Ich rief nach ihm und.....er kam. Erst dann realisierte ich, dass es bereits zehn Uhr gewesen war.
„Oh!“, rief ich aus. „So lang habe ich geschlafen?“
„Offensichtlich hast du es gebraucht.“
„Warst du schon weg?“, fragte ich ihn, denn ich bemerkte dass er seine Sportschuhe trug.
„Ja. Ich sah rasch nach meiner Mutter und dann war ich für eine halbe Stunde Laufen.“
„Okay.“, erwiderte ich nur und im nächsten Augenblick läutete mein iPhon. Erneut war es Gunnar.
„Du, ich....“, begann er zu stottern und noch im selben Moment wusste ich, worauf dies hinaus laufen sollte. Ich ließ ihn sich jedoch artikulieren und schwieg. Sollte er sich doch abmühen, mit DEM, was er mir zu sagen gedachte! „Ich wollte dir sagen,.....ähhhhh,....dass ich heute noch bleiben und......am besten.......“
„.....bleibst du gleich ganz in Stockholm bis Morgen. Wolltest du sicherlich sagen.“, beendete ich seinen Satz.
„Ja. Ich meine.....ihre Eltern sind noch da. Und.....“
„Ja. Ich weiß schon. Tue was immer du willst. Ich tue es auch.“, sagte ich und legte wieder auf.
Kurze Zeit später läutete es erneut. Es war Alexa.
„Es tut ihm leid. Weißt du? Und mir auch. Ich weiß, dass du ihn vermisst und am liebsten bei ihm wärst. Ich kenne das nur zu gut.“ DAS, den letzten Satz, gerade DIESE Bemerkung, musste sie mir natürlich noch an den Kopf werfen. Was für eine Farce!
„Ja, ja. Schon gut. Derek ist ja hier.“, sagte ich so freundlich als es mir möglich war. (Am liebsten hätte ich ihr die Gurgel umgedreht!!! Mit samt ihrer Sippe!) „Mach dir keine Sorgen.“, beruhigte ICH sie nun. „Es ist doch alles okay.“ Wenn er denkt das tun zu müssen, dann soll er es eben tun. Hätte ich am liebsten noch gesagt. Aber hier waren weniger Worte mehr! Und der Tonfall war entscheidend!
Als ich gerade schon auflegen wollte, fragte sie noch wie es mir geht.
„Zum Glück war es nur falscher Alarm.

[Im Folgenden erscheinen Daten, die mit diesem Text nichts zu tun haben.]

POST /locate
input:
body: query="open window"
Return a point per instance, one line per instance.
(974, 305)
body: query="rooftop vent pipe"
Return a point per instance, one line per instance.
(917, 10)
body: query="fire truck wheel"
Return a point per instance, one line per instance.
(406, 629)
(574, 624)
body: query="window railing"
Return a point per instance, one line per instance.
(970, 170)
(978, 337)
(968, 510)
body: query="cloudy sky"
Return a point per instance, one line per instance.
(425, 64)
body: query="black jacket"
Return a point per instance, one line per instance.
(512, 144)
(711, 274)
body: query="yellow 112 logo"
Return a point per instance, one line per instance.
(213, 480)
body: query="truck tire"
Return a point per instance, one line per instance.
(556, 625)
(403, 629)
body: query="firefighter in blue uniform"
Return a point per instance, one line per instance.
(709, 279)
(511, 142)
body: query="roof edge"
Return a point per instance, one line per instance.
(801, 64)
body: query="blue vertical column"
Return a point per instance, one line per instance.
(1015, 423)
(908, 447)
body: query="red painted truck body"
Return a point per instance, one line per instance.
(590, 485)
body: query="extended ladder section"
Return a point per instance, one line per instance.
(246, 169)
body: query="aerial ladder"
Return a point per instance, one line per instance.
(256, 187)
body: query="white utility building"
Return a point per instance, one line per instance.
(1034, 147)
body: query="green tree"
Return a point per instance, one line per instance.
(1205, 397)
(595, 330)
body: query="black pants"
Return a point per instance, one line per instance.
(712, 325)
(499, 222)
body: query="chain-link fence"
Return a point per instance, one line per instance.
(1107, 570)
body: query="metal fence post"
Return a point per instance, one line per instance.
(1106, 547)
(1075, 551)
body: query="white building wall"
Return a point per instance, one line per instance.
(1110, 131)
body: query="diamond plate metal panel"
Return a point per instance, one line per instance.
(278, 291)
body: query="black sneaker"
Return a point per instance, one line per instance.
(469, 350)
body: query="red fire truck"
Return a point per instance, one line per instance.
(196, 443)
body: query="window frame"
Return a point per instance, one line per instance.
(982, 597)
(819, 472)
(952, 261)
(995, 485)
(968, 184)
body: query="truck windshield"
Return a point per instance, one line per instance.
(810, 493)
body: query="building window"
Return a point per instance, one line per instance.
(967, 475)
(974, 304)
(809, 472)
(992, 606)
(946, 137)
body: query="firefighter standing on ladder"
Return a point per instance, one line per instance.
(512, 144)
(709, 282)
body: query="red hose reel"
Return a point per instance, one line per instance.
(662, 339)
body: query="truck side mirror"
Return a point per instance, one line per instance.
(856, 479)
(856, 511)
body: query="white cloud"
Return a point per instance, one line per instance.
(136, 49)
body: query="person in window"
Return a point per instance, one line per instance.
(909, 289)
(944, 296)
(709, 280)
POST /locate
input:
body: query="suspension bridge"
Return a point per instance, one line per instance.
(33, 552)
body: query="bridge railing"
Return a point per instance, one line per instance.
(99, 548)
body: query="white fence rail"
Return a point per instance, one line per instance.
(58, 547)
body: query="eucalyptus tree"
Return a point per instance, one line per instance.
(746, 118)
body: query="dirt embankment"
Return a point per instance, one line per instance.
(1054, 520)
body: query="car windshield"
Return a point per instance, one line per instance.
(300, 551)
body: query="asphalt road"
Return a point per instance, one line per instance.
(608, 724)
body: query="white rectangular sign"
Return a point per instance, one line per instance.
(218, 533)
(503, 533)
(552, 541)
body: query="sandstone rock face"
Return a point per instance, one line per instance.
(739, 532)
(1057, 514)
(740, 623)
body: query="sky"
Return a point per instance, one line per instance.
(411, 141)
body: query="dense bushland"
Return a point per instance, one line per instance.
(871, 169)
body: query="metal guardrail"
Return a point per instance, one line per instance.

Mein Hals hat sich wieder beruhigt.“
„Das freut mich so für dich.“ Oh Gott! Dachte ich so. Wie verzuckert will sie denn noch herüber kommen? Aber ihre Besorgnis war offenbar tatsächlich echt.
Ich vermag es nicht wirklich zu glauben, dass SIE sich um MICH sorgt. Das SIE meine Freundin sein will und in der Tat freundschaftliche Gefühle für mich hegt. Wie kann so etwas sein???

Derek ist mit seiner Mutter speisen gegangen. Für mich ist es noch ein wenig zu früh, wo ich doch erst vor kurzem aufgestanden bin und ausgiebig gefrühstückt habe.
Selbstredend wird mich Derek dann etwas später zum Restaurant begleiten.